MarquezProject / marquez

Collect, aggregate, and visualize a data ecosystem's metadata
https://marquezproject.ai
Apache License 2.0
1.78k stars 319 forks source link

Verify and document default Postgres timezone behavior #56

Closed ashulmanWeWork closed 5 years ago

ashulmanWeWork commented 6 years ago

Create a standard for dealing with timezones in the data, specifically around whether it's required/recommended to include them in time data.

This includes how the DB schema will address timestamp info, how the Jackson mapper treats timestamps that don't include TZ info, and how Marquez treats data in the Timestamp object.

By default, it seems that Postgres does not record TZ info in its timestamp. This can cause problems down the line, so I think for now it's advisable to create types as TIMESTAMP WITH TIME ZONE instead of just TIMESTAMP.

Reference: https://www.postgresql.org/docs/9.6/static/datatype-datetime.html

sshah-wework commented 6 years ago

One question -- if we're relying on created_at and updated_at to be populated by the database, and the database has a default timezone of UTC, can't we then assume every timestamp we're handling is in the UTC timezone?
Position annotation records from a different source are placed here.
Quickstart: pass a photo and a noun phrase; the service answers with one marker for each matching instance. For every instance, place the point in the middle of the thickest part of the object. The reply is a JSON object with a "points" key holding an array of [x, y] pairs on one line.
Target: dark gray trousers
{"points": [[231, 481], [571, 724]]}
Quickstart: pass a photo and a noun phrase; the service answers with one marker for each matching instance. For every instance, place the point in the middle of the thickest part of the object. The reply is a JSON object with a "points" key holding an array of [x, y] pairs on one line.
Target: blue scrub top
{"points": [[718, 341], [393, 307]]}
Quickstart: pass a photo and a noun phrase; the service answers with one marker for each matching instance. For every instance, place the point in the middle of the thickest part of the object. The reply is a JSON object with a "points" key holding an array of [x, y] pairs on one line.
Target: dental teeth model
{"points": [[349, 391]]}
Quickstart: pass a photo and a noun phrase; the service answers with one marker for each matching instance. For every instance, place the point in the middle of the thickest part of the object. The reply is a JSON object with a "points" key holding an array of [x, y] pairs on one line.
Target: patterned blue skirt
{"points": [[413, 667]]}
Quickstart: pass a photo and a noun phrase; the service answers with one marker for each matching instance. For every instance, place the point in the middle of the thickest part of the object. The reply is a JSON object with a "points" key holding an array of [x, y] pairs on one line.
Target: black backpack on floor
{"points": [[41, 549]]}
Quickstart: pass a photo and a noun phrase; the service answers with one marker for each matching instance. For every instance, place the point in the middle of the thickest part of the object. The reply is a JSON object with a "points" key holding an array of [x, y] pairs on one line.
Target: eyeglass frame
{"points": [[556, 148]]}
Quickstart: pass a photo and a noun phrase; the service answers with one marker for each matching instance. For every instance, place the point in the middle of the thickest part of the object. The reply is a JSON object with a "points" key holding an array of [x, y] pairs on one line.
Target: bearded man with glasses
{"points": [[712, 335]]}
sshah-wework commented 6 years ago

We also may not expose our internal timestamps via the DAO or Resources. They're really for our own internal book keeping. I think you are correctly identifying something to be aware of in situations where we're accepting timezone-specific timestamps as API parameters and then storing/retrieving them later.

sshah-wework commented 6 years ago

We can merge this -- it will still protect us in the case that the DB TZ and the application server TZ are different.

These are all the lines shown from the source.